# Detecting Modularity in Deep Neural Networks

## Coding Environment Setup

Requirements: Python 3.7 (not tested with earlier versions)

The environment is set up in a Python virtual environment. To do so:

1. Clone this repository

2. Install `graphviz`
   1. Ubuntu/Debian: `apt intall graphviz`
   2. MacOS: `brew install graphviz`

3. Install with `pipenv install --dev`

4. On MacOS **only**, you will need to install `pygraphviz` separatly:
   `pipenv run pip install pygraphviz --install-option="--include-path=/usr/local/Cellar/`

5. To set up the dependencies and finish, type `cd nn_clustering` and `./build.sh`

6. To prep the virtual environment, type `pipenv shell`

7. Install packages with `pipenv install --system`. Additionally, post-hoc install: `pipenv install image-classifiers==1.0.0 tensorflow-datasets`

One final note: in several parts of the repository, absolute paths are coded which start with `project/nn_clustering/`. This works for running things through a docker container, but for the purposes of review, instructions for the docker container are not included here.
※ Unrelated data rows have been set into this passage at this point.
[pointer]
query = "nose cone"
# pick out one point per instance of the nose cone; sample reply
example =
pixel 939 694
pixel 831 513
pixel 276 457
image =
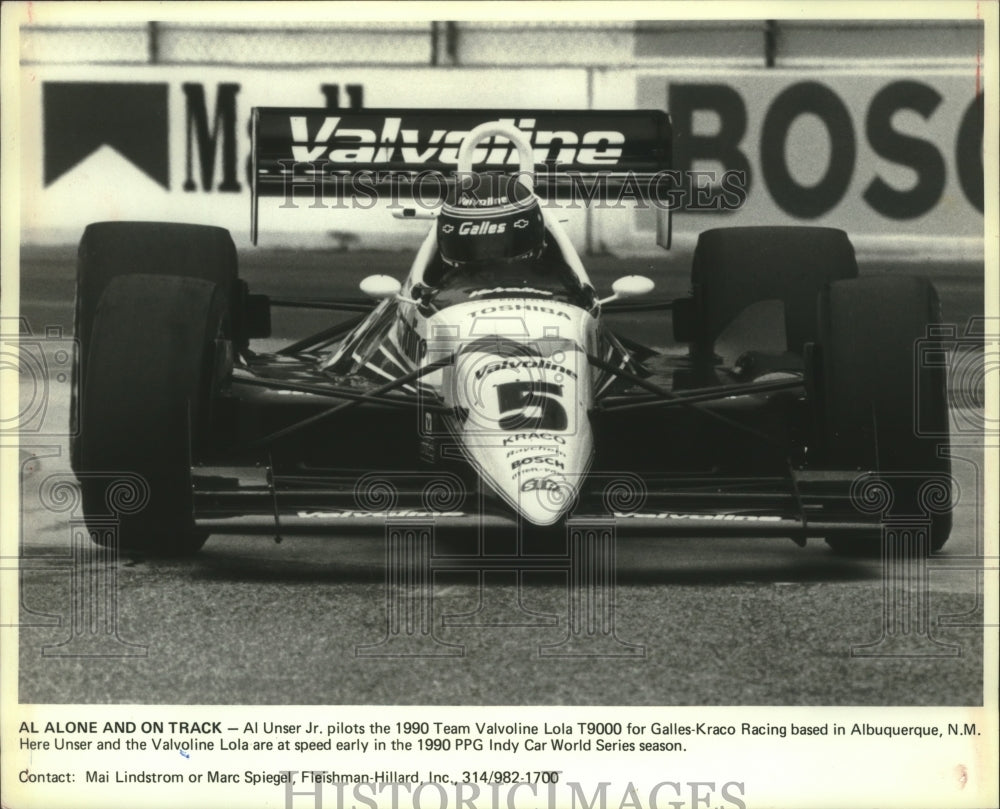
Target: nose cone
pixel 524 423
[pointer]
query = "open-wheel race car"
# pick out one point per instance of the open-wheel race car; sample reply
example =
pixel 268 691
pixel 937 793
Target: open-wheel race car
pixel 488 387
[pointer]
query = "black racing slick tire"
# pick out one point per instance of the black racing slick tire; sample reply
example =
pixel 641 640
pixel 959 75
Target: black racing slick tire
pixel 885 410
pixel 109 250
pixel 155 363
pixel 733 268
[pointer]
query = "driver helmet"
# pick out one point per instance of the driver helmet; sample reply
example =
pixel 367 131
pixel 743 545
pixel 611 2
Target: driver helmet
pixel 496 221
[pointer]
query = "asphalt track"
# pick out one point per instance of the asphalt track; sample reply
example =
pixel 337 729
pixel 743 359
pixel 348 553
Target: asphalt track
pixel 700 622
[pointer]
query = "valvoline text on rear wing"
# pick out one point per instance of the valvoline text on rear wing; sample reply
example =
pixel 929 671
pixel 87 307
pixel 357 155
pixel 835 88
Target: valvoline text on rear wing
pixel 393 152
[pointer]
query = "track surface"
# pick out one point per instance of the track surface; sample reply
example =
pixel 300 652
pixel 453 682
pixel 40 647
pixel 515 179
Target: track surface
pixel 728 622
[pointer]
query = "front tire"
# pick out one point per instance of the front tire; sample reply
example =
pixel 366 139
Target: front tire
pixel 148 402
pixel 109 250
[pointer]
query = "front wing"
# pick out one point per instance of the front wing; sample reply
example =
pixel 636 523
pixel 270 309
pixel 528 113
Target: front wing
pixel 251 500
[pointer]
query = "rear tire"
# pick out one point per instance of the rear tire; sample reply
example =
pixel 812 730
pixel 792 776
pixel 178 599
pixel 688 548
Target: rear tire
pixel 873 387
pixel 147 404
pixel 109 250
pixel 733 268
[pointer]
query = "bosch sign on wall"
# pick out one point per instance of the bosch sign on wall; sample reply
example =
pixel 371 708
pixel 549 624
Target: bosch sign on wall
pixel 872 151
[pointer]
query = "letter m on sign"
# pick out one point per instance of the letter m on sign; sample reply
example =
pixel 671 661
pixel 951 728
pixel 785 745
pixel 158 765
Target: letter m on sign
pixel 207 143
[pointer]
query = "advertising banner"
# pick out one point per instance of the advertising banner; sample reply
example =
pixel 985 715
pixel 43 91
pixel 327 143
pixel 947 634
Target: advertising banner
pixel 892 155
pixel 173 143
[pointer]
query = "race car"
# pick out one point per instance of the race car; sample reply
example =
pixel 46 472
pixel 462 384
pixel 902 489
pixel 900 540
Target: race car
pixel 495 386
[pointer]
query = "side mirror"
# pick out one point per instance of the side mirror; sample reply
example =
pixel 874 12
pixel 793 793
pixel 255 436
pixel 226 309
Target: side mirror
pixel 380 286
pixel 629 286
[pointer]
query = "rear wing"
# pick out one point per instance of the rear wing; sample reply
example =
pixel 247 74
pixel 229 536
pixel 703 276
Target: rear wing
pixel 580 155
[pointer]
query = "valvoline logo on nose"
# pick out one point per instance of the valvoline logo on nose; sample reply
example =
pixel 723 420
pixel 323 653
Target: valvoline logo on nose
pixel 524 425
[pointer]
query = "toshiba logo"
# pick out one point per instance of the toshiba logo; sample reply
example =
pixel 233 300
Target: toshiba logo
pixel 392 142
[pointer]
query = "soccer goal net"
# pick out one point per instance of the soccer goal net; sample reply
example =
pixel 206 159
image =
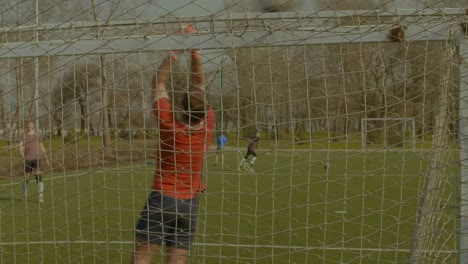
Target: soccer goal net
pixel 310 84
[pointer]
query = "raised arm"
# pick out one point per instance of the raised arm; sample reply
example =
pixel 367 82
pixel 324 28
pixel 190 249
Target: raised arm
pixel 198 80
pixel 161 76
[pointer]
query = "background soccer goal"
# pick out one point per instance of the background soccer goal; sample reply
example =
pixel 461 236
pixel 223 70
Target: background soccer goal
pixel 320 80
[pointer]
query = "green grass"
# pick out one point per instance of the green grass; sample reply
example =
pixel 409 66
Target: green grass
pixel 361 210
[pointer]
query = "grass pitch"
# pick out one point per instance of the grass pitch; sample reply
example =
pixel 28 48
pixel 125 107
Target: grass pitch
pixel 363 208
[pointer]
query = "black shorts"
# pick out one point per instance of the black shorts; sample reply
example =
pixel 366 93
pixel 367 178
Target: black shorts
pixel 165 219
pixel 31 165
pixel 251 152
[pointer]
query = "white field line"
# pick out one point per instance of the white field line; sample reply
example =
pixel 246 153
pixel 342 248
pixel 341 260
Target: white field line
pixel 225 245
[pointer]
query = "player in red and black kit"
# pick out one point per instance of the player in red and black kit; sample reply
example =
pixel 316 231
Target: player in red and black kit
pixel 251 149
pixel 170 214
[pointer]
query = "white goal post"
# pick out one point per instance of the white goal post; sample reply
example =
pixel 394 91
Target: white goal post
pixel 404 128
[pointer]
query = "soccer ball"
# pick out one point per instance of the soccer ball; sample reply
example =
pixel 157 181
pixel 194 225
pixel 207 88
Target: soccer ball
pixel 277 5
pixel 326 165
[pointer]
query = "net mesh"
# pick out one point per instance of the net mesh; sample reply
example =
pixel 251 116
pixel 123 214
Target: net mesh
pixel 324 188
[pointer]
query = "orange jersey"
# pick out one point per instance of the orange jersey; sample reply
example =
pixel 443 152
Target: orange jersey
pixel 181 152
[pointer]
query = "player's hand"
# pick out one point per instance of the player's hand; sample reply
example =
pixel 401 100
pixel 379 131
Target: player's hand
pixel 189 29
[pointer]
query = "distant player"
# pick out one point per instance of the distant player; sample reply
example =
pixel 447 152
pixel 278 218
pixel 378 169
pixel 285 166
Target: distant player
pixel 251 150
pixel 33 152
pixel 221 141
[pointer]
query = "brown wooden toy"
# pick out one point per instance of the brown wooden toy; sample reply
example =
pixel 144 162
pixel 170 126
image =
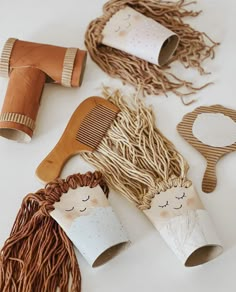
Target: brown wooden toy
pixel 29 66
pixel 212 131
pixel 84 132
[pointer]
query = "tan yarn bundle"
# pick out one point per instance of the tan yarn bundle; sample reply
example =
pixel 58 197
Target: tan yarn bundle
pixel 38 256
pixel 193 49
pixel 134 156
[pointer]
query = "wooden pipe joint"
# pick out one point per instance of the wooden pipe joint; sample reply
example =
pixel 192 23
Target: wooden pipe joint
pixel 29 66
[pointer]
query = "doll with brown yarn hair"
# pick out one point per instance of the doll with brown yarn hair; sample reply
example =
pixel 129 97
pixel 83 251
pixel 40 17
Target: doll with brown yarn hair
pixel 38 256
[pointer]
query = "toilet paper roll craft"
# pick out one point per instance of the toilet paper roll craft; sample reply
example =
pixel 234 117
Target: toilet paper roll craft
pixel 87 126
pixel 141 164
pixel 212 131
pixel 134 33
pixel 29 66
pixel 39 253
pixel 137 41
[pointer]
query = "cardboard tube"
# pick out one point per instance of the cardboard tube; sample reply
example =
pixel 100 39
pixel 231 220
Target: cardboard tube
pixel 185 225
pixel 20 108
pixel 49 59
pixel 91 224
pixel 29 65
pixel 141 36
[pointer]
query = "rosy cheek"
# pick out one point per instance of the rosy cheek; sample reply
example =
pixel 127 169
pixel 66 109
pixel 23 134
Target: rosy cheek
pixel 190 202
pixel 94 202
pixel 122 33
pixel 72 216
pixel 164 214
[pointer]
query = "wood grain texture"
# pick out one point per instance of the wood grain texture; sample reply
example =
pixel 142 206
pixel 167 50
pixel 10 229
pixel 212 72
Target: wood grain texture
pixel 83 132
pixel 211 154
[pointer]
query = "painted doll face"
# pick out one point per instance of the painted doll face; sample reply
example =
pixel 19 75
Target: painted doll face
pixel 134 33
pixel 171 203
pixel 78 202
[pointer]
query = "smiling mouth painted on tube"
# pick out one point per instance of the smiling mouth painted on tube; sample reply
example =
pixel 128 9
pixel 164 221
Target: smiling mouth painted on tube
pixel 178 207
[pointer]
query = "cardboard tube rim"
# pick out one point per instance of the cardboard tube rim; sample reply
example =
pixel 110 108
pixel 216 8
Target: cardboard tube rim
pixel 5 57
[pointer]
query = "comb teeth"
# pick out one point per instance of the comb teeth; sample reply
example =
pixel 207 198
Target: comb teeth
pixel 95 125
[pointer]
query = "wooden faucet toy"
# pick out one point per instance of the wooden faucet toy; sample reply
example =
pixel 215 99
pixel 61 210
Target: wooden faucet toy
pixel 29 66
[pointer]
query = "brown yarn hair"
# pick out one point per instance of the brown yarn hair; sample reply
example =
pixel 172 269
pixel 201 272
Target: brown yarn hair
pixel 38 256
pixel 194 47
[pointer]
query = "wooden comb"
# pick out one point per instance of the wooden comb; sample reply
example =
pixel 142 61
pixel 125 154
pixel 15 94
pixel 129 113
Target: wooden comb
pixel 84 132
pixel 211 154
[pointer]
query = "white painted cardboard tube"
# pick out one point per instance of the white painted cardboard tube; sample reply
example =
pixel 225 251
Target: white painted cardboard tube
pixel 185 225
pixel 134 33
pixel 91 224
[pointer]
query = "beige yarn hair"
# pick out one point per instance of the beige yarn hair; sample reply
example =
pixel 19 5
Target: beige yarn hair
pixel 193 49
pixel 134 156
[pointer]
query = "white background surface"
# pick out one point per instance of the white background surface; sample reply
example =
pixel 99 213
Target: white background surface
pixel 147 264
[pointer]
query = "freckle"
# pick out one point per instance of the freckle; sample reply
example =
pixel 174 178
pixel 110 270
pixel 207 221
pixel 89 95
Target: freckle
pixel 190 201
pixel 164 214
pixel 122 33
pixel 69 216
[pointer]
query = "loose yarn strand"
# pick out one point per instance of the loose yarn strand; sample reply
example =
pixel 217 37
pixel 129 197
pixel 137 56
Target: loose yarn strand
pixel 194 48
pixel 136 159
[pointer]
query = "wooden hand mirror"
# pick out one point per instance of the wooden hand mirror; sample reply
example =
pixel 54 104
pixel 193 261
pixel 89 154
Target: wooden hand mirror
pixel 212 131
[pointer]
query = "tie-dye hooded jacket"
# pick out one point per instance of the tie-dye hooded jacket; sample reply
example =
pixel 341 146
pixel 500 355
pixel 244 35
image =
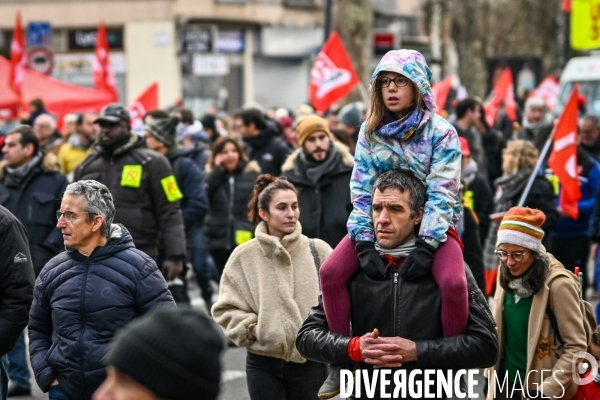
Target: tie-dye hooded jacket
pixel 431 151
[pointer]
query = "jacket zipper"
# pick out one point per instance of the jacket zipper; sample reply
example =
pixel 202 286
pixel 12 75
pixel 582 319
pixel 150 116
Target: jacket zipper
pixel 82 331
pixel 395 293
If needed, we recommend doing a project-wide find and replace for places in which these absolute paths are used. 

## Instructions

This requires the Imagenet2012 validation dataset. You will need to register at [http://www.image-net.org/download-images](http://www.image-net.org/download-images) and obtain a link to download the dataset. Then execute the following.
```bash
mkdir datasets
mkdir datasets/imagenet2012
cd datasets/imagenet2012
wget [YOUR LINK HERE]
```
That's all! When running experiments with imagenet models, tfrecords will be created automatically from the `.tar` file.

See `shells/prepare_all.sh` for commands to make datasets, train networks, cluster, and perform experiments. We use `make` with a `Makefile` to streamline running things. But rather than simply running `shells/prepare_all.sh`, you may wish to only parts of it. It will take a long time, even with a GPU.